I hit all the local fabric stores, but things either didn't work or were too expensive. (Another reason I sidelined the caraco - I couldn't find a red satin for the petticoat that matched the fabric I was using on the caraco.) I was on the verge of using something in the Stash that I'd earmarked for something else, when the clouds parted and a beam of light shone down on a bolt of fabric in Walmart. Yes, Walmart.

I had seen it before and knew that I wanted to use it for something 18thC, but I didn't know quite what. Thankfully, there was just enough on the bolt, about 8 yards, to eek out a gown if I made a contrasting petticoat.

I dug out the last bodice pattern that I made that worked and used it to cut out a lining from plain cotton muslin. Then I started on the gown, making an en forreau pleated back and fitted front. Since I actually had a decent amount of fabric to work with, I could actually make the skirt as full as I wanted, rather than simply scrimping by.

Before completing the rest of the gown, I decided to switch gears and work on the petticoat. I took a swatch to the store and began holding it up to fabrics to see what worked, and fell in love with a mustard colored cotton. I bought enough to make a nice full petticoat to go over my new panniers.

With that finished, I went back to working on the gown. I finished the front, added the sleeves, and finished the straps.

I spent the day before the lecture finishing the trim and stomacher. The trim was hemmed and gathered on the machine, but tacked onto the dress by hand. For as little time I had available, I'm really proud of how much hand-sewing went into this dress. The long seams on the inside and the hidden seams in the bodice are sewn on the machine, but the pleating on the back, the shoulder straps, the trim, and the lining at the bodice waist is all done by hand.

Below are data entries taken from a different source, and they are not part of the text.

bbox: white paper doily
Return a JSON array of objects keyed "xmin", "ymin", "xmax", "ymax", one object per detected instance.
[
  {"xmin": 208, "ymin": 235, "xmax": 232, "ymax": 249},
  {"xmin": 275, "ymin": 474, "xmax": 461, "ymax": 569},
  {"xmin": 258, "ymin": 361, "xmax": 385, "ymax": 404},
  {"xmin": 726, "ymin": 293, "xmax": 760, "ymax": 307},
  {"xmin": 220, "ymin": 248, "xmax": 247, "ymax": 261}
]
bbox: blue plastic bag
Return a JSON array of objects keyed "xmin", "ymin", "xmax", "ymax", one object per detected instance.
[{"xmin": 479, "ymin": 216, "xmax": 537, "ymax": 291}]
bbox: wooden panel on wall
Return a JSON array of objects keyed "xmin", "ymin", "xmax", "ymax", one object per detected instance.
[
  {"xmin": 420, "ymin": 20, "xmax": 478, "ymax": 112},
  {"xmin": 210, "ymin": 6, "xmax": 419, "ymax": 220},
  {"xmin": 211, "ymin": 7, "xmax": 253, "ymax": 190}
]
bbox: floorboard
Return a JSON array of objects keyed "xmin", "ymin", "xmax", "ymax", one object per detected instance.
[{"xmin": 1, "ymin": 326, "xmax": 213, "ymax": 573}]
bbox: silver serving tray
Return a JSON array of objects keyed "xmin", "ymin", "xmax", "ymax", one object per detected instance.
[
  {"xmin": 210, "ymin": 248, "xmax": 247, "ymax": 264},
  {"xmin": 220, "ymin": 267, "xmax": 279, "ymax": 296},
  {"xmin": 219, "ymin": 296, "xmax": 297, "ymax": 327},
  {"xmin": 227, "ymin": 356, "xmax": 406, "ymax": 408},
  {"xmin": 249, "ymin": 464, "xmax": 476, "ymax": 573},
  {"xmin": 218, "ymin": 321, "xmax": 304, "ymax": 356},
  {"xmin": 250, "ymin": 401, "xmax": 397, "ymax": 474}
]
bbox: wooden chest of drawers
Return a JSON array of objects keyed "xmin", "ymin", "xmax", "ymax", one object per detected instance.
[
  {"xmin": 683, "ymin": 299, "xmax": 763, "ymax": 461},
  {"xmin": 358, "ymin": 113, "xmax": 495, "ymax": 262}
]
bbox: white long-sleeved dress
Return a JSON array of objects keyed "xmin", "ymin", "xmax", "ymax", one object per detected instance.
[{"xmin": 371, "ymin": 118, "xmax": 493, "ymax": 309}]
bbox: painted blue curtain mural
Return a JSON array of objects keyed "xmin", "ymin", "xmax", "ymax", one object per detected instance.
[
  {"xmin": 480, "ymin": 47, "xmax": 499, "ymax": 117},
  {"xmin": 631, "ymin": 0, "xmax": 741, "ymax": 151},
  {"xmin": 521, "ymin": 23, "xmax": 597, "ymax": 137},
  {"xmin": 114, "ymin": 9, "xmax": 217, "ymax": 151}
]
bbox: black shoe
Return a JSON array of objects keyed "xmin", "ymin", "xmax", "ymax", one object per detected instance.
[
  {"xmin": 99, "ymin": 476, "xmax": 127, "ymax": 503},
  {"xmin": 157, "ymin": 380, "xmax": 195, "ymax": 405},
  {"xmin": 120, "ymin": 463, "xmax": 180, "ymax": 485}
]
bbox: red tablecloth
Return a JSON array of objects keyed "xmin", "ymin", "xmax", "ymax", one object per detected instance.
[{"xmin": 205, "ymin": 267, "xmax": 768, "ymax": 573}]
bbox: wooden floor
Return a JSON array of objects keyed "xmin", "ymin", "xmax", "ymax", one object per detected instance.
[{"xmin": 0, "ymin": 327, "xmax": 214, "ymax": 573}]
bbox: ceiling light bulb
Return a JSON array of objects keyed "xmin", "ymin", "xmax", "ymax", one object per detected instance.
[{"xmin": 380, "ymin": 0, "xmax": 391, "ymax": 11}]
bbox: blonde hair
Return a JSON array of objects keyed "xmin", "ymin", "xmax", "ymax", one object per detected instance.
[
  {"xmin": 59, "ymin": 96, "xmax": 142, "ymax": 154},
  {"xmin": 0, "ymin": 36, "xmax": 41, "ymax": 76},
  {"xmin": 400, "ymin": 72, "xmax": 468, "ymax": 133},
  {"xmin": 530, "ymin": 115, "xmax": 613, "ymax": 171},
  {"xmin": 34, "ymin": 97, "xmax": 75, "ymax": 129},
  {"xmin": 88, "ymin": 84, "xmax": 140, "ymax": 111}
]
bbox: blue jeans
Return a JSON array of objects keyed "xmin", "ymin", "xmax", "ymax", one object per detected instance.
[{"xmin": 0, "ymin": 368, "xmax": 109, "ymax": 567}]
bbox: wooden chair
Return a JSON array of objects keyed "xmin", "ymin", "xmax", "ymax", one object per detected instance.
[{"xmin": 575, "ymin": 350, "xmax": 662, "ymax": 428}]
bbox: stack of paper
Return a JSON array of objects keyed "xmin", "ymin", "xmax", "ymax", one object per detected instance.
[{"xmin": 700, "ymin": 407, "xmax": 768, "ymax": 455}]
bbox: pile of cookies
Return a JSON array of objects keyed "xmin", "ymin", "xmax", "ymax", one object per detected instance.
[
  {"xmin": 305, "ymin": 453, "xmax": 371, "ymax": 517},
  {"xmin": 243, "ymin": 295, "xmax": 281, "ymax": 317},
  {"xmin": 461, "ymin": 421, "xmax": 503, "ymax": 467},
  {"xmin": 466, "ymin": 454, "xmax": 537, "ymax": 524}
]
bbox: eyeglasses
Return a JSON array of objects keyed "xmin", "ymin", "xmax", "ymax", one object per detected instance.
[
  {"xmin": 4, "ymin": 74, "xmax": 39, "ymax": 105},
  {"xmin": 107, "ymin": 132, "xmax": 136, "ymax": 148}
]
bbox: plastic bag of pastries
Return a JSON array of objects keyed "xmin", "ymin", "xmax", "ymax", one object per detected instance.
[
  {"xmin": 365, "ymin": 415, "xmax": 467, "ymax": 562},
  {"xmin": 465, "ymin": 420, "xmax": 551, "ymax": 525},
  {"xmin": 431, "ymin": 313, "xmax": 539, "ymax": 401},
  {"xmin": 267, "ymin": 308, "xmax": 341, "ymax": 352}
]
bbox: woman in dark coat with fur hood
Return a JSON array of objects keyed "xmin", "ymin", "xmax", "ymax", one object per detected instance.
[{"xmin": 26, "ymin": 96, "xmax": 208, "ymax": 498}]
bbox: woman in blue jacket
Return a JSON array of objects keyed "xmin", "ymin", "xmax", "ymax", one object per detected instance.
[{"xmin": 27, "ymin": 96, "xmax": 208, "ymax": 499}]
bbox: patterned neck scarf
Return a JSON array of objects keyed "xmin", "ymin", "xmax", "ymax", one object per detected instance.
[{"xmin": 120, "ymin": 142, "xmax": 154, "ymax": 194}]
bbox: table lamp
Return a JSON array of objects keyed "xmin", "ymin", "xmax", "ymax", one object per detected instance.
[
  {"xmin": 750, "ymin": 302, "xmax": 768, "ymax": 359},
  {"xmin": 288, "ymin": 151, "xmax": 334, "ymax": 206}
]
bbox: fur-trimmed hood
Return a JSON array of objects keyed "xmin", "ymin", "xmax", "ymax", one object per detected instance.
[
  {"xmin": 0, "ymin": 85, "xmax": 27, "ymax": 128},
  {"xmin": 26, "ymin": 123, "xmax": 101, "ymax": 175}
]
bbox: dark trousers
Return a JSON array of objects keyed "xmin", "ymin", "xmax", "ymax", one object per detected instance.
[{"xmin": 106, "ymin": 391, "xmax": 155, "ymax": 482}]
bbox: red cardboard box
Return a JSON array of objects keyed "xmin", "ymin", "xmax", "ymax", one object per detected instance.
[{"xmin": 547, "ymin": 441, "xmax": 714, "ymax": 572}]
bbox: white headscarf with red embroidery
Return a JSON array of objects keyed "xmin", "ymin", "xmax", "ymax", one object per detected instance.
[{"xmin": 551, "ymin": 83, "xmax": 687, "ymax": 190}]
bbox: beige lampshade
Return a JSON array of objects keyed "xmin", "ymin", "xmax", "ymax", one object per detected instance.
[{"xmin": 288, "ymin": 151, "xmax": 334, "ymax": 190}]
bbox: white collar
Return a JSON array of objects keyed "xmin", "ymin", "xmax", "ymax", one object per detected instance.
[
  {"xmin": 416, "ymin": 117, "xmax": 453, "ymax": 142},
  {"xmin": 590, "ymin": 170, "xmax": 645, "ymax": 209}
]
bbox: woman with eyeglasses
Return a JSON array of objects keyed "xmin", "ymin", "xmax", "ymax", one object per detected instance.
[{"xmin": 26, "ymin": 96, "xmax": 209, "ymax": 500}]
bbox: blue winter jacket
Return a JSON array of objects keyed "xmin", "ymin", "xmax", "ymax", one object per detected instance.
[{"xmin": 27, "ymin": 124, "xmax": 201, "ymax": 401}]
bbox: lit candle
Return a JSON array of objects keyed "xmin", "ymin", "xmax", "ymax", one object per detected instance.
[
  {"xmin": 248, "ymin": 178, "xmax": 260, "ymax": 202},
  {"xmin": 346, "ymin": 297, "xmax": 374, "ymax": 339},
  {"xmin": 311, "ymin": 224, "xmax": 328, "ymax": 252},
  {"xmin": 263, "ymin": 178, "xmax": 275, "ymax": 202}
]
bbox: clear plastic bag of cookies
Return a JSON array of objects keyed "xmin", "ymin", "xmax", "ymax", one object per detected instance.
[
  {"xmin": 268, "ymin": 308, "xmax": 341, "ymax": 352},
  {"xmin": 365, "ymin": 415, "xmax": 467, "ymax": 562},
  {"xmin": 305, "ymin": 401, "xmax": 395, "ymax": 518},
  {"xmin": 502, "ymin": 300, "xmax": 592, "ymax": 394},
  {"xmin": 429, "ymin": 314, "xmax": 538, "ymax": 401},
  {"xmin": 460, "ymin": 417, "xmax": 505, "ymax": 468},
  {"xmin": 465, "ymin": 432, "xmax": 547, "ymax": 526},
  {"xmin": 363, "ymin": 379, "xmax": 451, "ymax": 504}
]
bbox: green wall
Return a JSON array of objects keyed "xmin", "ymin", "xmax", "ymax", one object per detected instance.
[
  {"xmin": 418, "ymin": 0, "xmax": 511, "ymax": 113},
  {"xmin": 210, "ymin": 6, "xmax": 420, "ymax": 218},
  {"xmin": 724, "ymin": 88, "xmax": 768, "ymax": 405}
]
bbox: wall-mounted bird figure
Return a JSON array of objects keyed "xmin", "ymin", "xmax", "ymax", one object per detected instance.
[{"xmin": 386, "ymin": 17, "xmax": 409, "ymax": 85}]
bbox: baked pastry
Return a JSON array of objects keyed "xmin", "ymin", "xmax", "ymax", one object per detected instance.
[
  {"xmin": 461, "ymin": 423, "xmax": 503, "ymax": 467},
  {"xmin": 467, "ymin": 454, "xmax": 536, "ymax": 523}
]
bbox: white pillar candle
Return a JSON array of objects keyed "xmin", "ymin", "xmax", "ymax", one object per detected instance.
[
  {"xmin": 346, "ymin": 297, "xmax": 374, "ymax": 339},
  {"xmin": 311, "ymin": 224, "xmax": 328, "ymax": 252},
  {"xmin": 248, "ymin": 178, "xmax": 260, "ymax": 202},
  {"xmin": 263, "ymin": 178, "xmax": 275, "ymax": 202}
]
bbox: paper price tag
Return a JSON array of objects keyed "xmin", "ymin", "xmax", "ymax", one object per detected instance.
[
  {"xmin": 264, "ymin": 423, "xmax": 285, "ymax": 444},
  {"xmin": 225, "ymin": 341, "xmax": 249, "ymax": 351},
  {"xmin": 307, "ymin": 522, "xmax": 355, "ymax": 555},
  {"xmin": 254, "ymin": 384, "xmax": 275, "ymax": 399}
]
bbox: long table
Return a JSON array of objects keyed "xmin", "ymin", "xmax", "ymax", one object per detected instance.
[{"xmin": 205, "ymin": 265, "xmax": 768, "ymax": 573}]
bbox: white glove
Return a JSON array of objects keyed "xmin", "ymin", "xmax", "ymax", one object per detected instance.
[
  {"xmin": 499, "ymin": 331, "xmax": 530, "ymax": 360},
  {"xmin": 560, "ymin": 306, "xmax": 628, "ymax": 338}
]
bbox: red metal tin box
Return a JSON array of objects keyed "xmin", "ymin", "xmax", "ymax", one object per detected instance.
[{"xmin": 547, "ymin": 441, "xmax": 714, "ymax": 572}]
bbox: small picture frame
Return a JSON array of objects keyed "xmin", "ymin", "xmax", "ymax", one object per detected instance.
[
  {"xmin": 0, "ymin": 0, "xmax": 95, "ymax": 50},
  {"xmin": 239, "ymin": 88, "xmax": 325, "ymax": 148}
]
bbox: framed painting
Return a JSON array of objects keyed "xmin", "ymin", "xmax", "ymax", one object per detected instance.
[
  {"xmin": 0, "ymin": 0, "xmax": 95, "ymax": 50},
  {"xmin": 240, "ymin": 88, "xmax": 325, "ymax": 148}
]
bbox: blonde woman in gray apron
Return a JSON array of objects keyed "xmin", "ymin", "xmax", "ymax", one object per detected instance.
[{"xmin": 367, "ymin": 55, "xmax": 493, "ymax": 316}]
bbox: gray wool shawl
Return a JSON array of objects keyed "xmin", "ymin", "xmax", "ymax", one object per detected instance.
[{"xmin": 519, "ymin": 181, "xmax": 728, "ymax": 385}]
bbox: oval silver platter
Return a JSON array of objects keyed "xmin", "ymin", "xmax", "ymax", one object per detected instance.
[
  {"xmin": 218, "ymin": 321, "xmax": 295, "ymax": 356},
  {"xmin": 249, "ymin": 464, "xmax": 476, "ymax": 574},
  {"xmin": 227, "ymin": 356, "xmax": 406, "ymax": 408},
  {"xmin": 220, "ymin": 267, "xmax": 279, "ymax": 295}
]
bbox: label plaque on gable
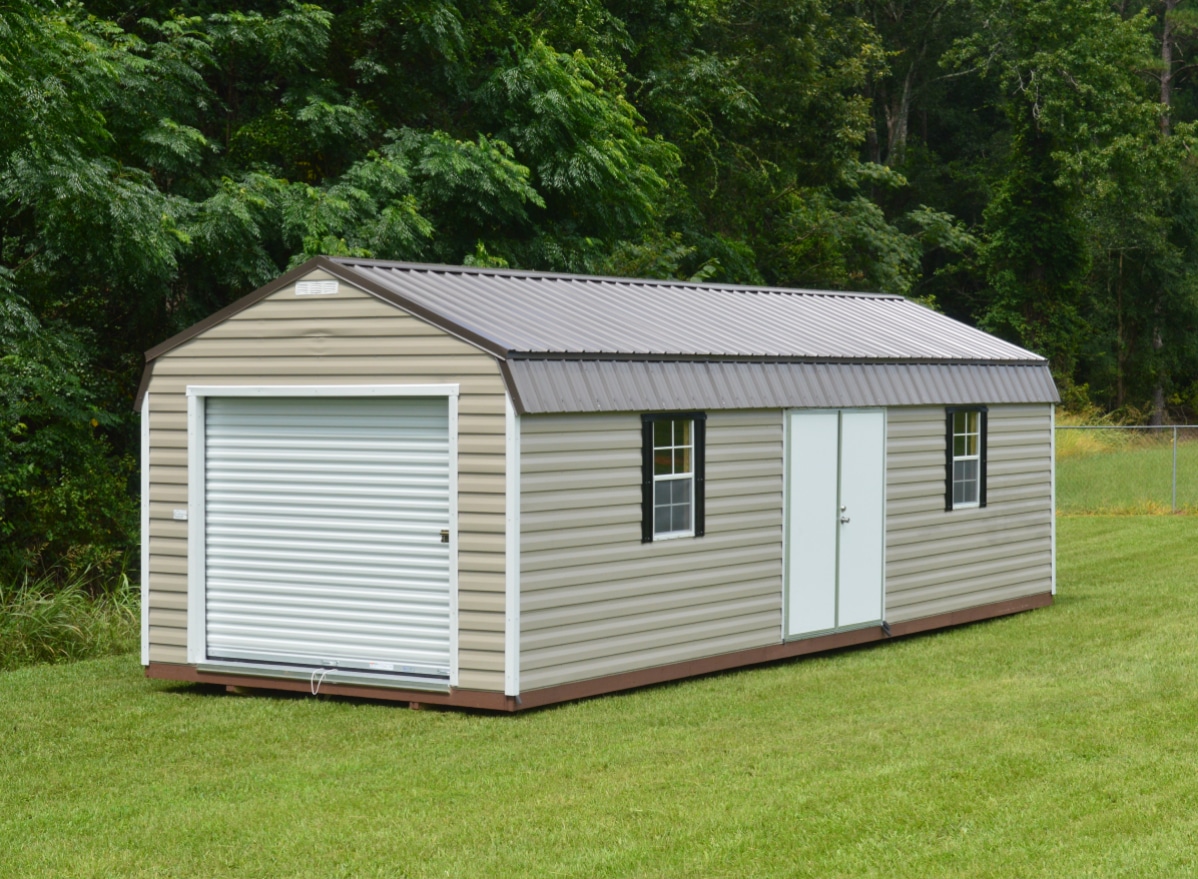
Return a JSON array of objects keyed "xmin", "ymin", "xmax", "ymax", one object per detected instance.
[{"xmin": 296, "ymin": 280, "xmax": 339, "ymax": 296}]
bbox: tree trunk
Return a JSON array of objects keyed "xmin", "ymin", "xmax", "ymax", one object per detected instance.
[
  {"xmin": 1116, "ymin": 251, "xmax": 1125, "ymax": 409},
  {"xmin": 1145, "ymin": 371, "xmax": 1164, "ymax": 426},
  {"xmin": 865, "ymin": 82, "xmax": 882, "ymax": 165},
  {"xmin": 1161, "ymin": 0, "xmax": 1177, "ymax": 136},
  {"xmin": 1150, "ymin": 0, "xmax": 1178, "ymax": 423},
  {"xmin": 1150, "ymin": 314, "xmax": 1167, "ymax": 424},
  {"xmin": 884, "ymin": 62, "xmax": 916, "ymax": 166}
]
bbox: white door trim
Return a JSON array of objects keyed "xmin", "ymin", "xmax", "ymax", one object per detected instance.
[
  {"xmin": 140, "ymin": 392, "xmax": 151, "ymax": 666},
  {"xmin": 186, "ymin": 384, "xmax": 459, "ymax": 398},
  {"xmin": 504, "ymin": 393, "xmax": 521, "ymax": 697},
  {"xmin": 1050, "ymin": 404, "xmax": 1057, "ymax": 595},
  {"xmin": 186, "ymin": 390, "xmax": 206, "ymax": 664},
  {"xmin": 447, "ymin": 394, "xmax": 460, "ymax": 686}
]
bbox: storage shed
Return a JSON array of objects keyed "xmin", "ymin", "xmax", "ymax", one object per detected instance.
[{"xmin": 139, "ymin": 257, "xmax": 1059, "ymax": 710}]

I literally finished this dress about 5 minutes before I left for the lecture. I'm actually super happy with this dress - it fits perfectly, looks great, and is actually 100% complete, unlike most of my gowns, which usually have some quick fix in the stomacher or no waistband on the petticoat or something.

I also had to make all new undies for this outfit, which also cut down on the amount of time I had to work on the gown itself. I made a new pannier, a new under-petticoat, a new shift, and new engageantes out of this fabulous embroidered net lace that I found at one of our local fabric warehouses.

The dress talk went incredibly well. I hate public speaking, but it was a subject I was really comfortable talking about, and I had a great audience that came loaded with tons of questions. They were super interested in the clothing and beauty trends of the 18th century, and even though it was just a general overview of fashion, I feel like people went away knowing more about a period that I love and that's very popular in television and film right now.